Nine of the 13 times RVOs were used since 2000 came occurred last year
The emergence of reverse vesting orders as a tool to facilitate restructurings under the Companies’ Creditors Arrangement Act was a significant feature of insolvency-related court proceedings in 2020, says a new report from Davies Ward Phillips & Vineberg LLP.
Davies partner Natasha MacParland says RVOs where undesired liabilities of a company are hived off into a separate corporation were first used in 2000 to restructure retailer T. Eaton Co. It is a tool that has been employed sparingly over the years, only two times until 2019. However, since then, RVOs have been used 11 times, with nine times in 2020 alone.
Significant restructurings using an RVO in 2020 include New Age circus Cirque du Soleil and miner Nemaska Lithium. There were also four restructurings under CCCA in the cannabis sector — – Beleave Inc., Wayland Group Corp., Tidal Health Solutions Ltd., and Green Relief Inc.
MacParland says that, typically, restructurings have seen the insolvent company’s desired parts split off into a new corporation, which then becomes the firm emerging from CCAA. However, the RVO structure involves a new corporation created and added as a debtor in CCAA proceedings. The unwanted liabilities, assets and contracts are then vested into this new corporation.
At this point, the original corporation’s shares can then be sold to a purchaser “free and clear” of all the unwanted liabilities that were vested out. The original corporation then emerges from CCAA, while the original company’s creditors are left with claims against the newly created company with the CCAA. That new company is then placed in bankruptcy or files a plan of arrangement.
“It’s a cleansing of the old company,” MacParland says. She adds that RVOs are used in transactions where you want to keep the original structure for tax purposes, obtain maximum value, or keep essential licences in the future company, such as in the cannabis sector.

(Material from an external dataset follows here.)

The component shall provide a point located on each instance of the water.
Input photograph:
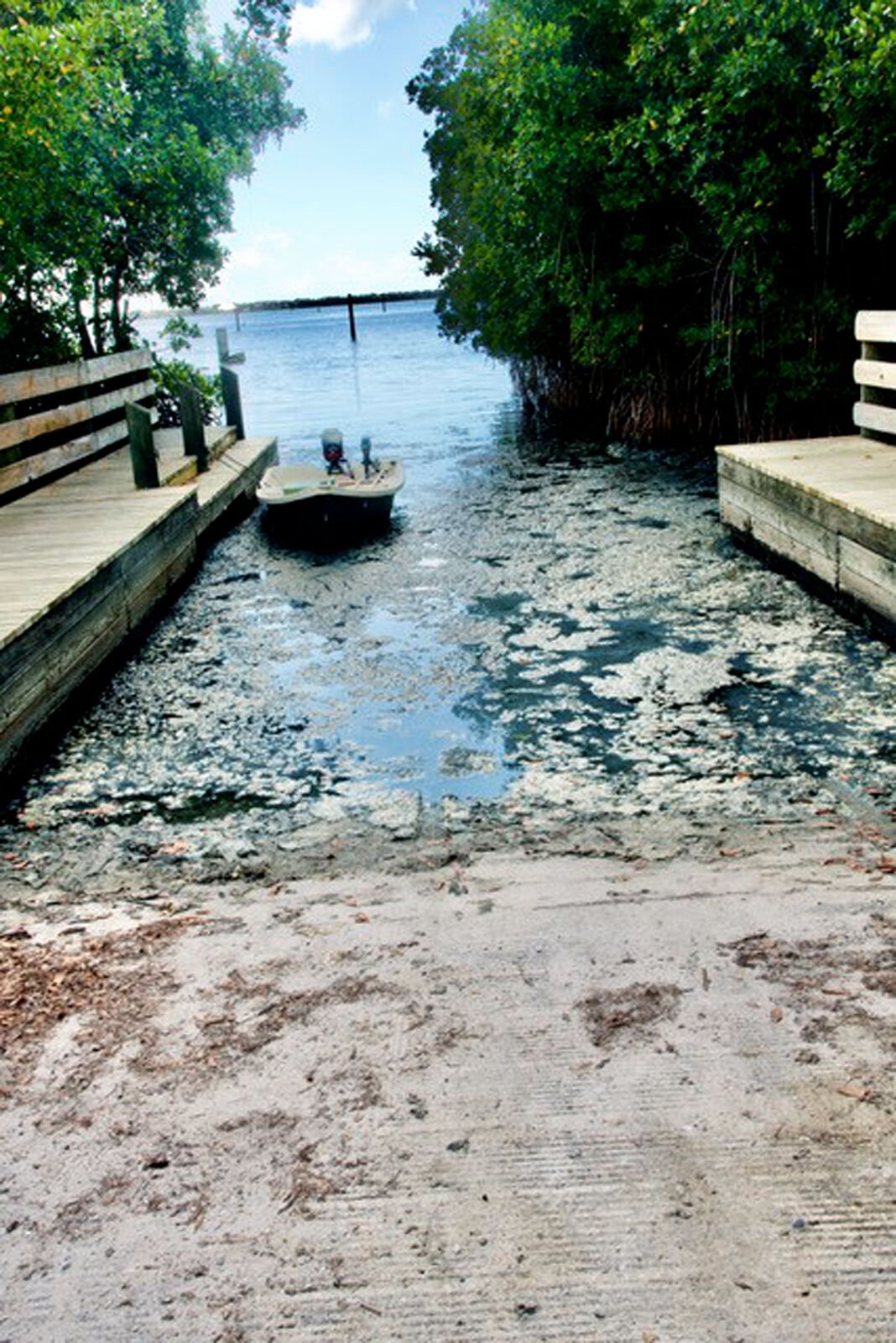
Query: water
(550, 630)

Another potential key advantage of using RVOs, says MacParland, is that it can be faster.
In the case of Cirque, a hybrid structure using traditional vesting and reverse vesting was used an asset sale of most U.S. assets and a reverse vesting sale of the Canadian corporate group, which saw excluded liabilities transferred to a new “ExcludeCo.” The entire CCAA process took a relatively short 119 days.
MacParland says an “unusually low” number of insolvency filings made in 2020 is a trend carried into early 2021. While the exact reasons are unknown, MacParland says the belief is that government subsidies and patient lenders are helping firms stay afloat.

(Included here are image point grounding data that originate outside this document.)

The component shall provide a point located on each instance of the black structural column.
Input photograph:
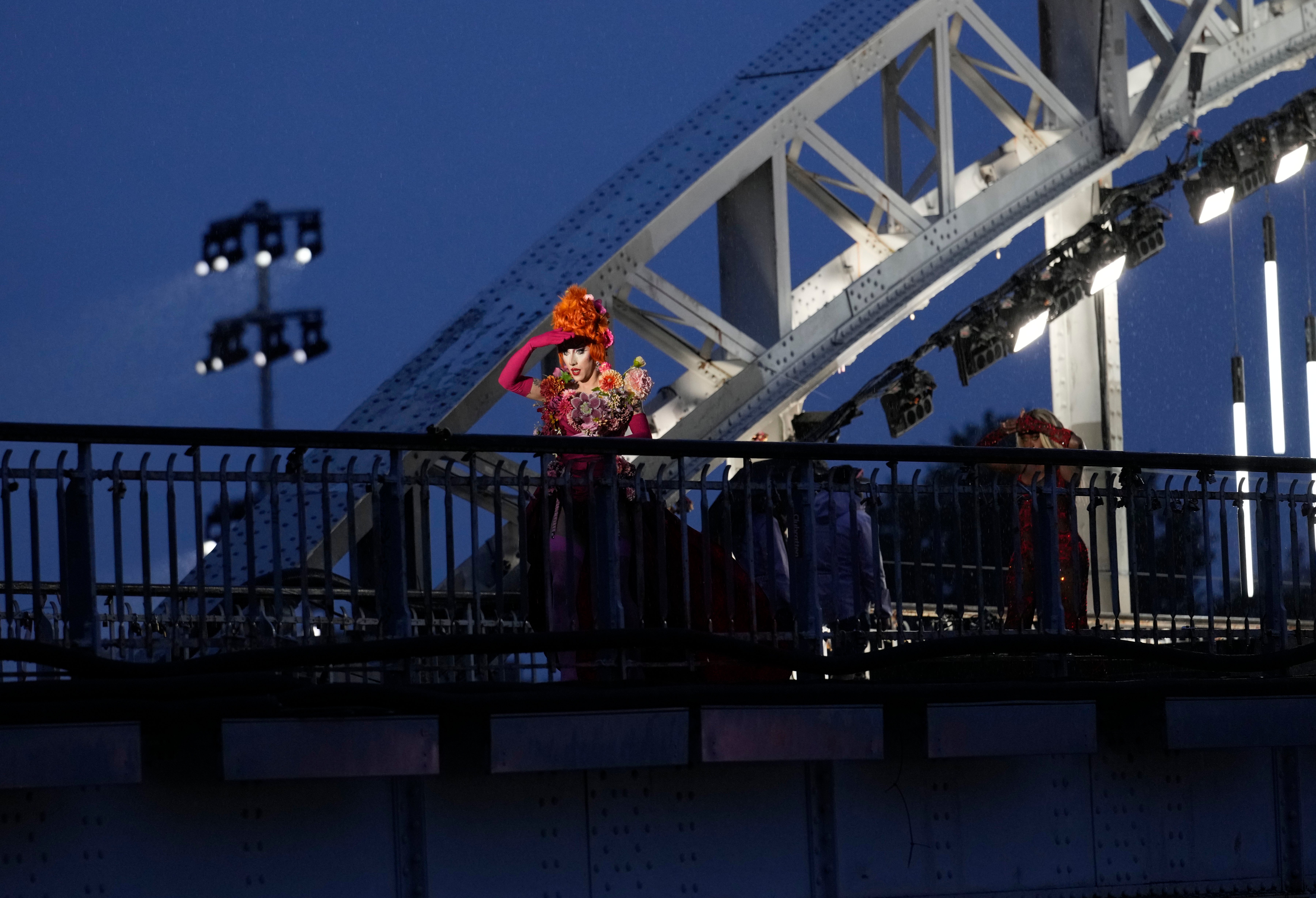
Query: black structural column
(81, 557)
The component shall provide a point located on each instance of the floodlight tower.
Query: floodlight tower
(222, 248)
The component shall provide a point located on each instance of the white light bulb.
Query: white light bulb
(1242, 449)
(1277, 377)
(1292, 164)
(1107, 275)
(1031, 332)
(1217, 206)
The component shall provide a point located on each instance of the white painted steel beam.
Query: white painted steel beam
(773, 103)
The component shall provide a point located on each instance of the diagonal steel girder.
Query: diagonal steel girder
(773, 103)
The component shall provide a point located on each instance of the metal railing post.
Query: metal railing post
(81, 590)
(394, 611)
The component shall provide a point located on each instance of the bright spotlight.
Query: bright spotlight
(1031, 331)
(1276, 369)
(1292, 164)
(1240, 421)
(1107, 275)
(1215, 206)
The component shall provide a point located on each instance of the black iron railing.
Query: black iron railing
(441, 558)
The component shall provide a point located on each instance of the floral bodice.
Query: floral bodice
(605, 411)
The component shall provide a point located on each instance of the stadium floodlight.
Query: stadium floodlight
(1276, 369)
(1240, 421)
(273, 346)
(227, 349)
(909, 402)
(269, 240)
(313, 340)
(310, 241)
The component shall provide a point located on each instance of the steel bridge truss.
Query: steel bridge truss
(770, 345)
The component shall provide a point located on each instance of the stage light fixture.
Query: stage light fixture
(1240, 421)
(1030, 331)
(977, 349)
(1144, 235)
(1105, 261)
(313, 339)
(910, 402)
(1209, 196)
(310, 242)
(1273, 356)
(273, 345)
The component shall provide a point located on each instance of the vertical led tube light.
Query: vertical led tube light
(1277, 375)
(1310, 328)
(1240, 415)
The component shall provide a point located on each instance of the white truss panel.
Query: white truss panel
(770, 103)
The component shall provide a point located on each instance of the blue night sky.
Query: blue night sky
(441, 140)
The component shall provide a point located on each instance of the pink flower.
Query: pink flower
(639, 382)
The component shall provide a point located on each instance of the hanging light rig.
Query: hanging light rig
(1240, 417)
(1276, 369)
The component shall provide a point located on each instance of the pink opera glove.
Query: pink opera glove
(512, 379)
(640, 427)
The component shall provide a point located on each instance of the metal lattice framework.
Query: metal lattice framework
(741, 152)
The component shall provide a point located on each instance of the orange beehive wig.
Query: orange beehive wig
(584, 316)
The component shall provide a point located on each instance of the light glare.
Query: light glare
(1217, 206)
(1107, 275)
(1031, 332)
(1277, 377)
(1292, 164)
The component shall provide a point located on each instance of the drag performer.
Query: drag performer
(588, 398)
(1042, 429)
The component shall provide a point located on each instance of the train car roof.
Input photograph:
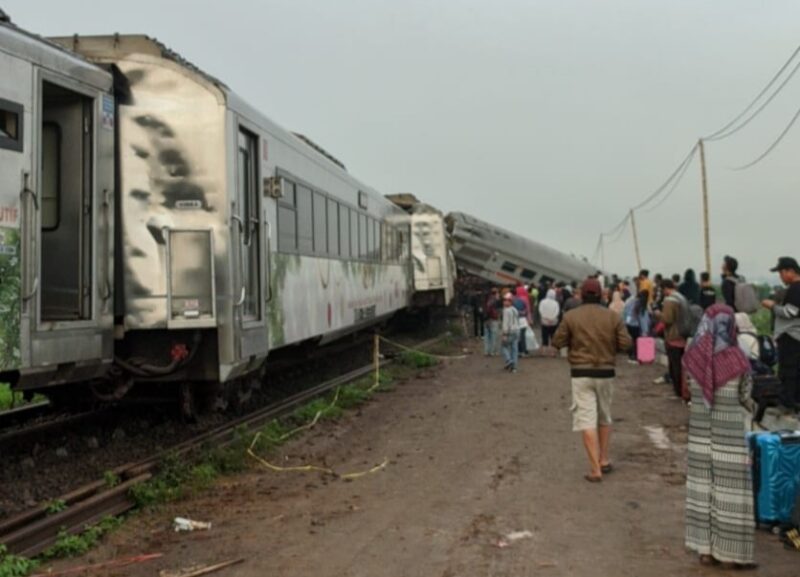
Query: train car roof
(104, 47)
(509, 242)
(40, 51)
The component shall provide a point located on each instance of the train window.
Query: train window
(333, 227)
(288, 196)
(287, 219)
(320, 224)
(378, 241)
(344, 231)
(11, 119)
(387, 242)
(51, 175)
(370, 238)
(353, 233)
(362, 236)
(509, 267)
(305, 220)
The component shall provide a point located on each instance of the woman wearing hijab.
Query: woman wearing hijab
(720, 521)
(549, 311)
(617, 304)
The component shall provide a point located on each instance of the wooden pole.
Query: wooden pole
(602, 253)
(376, 358)
(706, 229)
(636, 242)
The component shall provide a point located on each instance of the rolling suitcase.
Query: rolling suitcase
(776, 475)
(766, 393)
(646, 350)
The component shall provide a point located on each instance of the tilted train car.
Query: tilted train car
(208, 239)
(433, 262)
(503, 257)
(56, 183)
(236, 237)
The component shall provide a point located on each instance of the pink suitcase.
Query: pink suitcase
(646, 350)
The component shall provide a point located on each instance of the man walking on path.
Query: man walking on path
(510, 333)
(675, 306)
(729, 279)
(491, 335)
(787, 331)
(594, 336)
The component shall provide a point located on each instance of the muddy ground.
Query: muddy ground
(474, 454)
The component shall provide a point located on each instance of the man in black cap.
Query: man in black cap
(787, 330)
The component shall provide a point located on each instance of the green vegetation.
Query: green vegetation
(111, 479)
(14, 565)
(179, 478)
(417, 359)
(10, 399)
(56, 506)
(762, 319)
(69, 545)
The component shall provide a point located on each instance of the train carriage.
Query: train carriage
(236, 237)
(503, 257)
(56, 180)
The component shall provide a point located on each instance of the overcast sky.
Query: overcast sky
(550, 118)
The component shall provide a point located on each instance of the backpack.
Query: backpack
(767, 353)
(686, 322)
(695, 316)
(745, 296)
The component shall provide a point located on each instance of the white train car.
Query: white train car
(503, 257)
(56, 211)
(236, 237)
(431, 257)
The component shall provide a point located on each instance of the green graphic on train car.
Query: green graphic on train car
(9, 299)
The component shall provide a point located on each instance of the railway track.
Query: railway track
(18, 415)
(33, 531)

Creditors such as banks are trying to be “good corporate citizens and not take unnecessary steps,” MacParland says, adding that with the rollout of the Covid-19 vaccine, there’s a lot of hope that recovery is around the corner.

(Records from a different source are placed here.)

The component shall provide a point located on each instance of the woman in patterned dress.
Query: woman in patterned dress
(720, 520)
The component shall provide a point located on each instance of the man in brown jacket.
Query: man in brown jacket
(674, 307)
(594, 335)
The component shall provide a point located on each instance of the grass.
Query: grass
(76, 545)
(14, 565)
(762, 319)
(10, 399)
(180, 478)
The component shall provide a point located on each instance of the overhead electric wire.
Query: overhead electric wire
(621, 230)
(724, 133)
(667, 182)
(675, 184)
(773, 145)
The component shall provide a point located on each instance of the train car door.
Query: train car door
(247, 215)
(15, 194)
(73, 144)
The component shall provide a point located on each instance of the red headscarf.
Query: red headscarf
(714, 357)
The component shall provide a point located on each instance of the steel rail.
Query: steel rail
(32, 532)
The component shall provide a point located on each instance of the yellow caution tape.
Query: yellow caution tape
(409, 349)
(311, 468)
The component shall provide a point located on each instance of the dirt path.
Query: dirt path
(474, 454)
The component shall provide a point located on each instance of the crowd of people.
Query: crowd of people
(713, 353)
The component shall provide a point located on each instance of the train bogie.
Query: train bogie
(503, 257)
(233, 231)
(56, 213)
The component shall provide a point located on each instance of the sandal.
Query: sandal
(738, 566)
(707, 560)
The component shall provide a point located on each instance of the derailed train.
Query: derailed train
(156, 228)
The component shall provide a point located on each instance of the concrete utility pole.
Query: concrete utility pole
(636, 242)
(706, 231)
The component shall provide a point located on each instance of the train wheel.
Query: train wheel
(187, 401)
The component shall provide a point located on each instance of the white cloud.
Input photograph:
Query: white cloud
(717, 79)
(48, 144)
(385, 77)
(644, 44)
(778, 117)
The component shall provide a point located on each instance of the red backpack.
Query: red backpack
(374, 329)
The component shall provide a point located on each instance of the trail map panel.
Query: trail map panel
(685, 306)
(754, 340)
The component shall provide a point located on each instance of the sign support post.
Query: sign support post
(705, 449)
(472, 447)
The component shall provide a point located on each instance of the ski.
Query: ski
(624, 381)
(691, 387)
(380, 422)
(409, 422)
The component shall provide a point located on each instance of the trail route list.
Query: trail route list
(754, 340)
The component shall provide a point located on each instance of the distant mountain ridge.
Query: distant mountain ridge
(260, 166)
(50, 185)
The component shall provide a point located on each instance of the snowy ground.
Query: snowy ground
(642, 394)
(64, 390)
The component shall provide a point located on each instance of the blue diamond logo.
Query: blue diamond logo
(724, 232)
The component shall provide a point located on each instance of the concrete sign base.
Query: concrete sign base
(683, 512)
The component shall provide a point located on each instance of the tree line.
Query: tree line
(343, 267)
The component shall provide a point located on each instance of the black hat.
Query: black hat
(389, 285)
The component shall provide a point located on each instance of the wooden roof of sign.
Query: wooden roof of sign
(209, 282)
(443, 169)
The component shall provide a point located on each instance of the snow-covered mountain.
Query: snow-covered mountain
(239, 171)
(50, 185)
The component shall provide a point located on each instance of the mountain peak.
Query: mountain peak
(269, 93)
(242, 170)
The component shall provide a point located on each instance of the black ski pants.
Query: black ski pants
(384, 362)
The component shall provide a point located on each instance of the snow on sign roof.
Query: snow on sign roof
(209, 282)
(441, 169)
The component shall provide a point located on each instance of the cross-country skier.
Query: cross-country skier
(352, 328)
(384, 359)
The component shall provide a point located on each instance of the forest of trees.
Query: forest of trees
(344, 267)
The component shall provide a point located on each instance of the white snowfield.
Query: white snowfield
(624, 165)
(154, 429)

Still, the Davies report suggests that pressure on firms will “increase and continue as we move into the next stage.
“Early indications imply that the Canadian insolvency system has pivoted quickly and effectively; however, the institutional capacity of the system to address a potential onslaught of filings may be an issue in the future,” it says.
Geographically, the report says that while Ontario had the greatest number of CCAA filings, Quebec had filings with the highest cumulative value, driven by the $1.5-billion restructuring of Cirque du Soleil.
Out west, while Alberta and British Columbia had the same number of companies file under the CCAA, the aggregate value of those filings was higher in Alberta, “likely driven by Alberta’s depressed extractive sector seeking relief from creditors.”
Sector-wise, the report says the aggregate value of mining and oil and gas extraction liabilities topped other sectors at over $2 billion. Just under $2 billion worth of liabilities dealt with under the CCAA were in retail, the second-highest value across industries. Significant turmoil in the cannabis sector across the country led to large manufacturing insolvencies, especially in Ontario and British Columbia.
The report says the accommodation and food services sector “provides an example of the general trend seen throughout the pandemic: the big get bigger; the small and local struggle.”
The only CCAA proceeding in a sector that includes hotels and restaurants was the King Street Food Company in Toronto, which owns and operates a series of fine dining establishments across the city.
“With government lockdowns banning indoor dining, a business with locations exclusively in an area with especially high infection rates had little chance of avoiding insolvency,” the report says. However, larger businesses with both better brand recognition and established takeout/delivery infrastructure have avoided the need for the protections the CCAA affords struggling giants.”
MacParland says there is also concern regarding industries such as manufacturing, real estate, construction and professional services, “where we are starting to see an increasing number of receiverships, something we’re keeping an eye on.”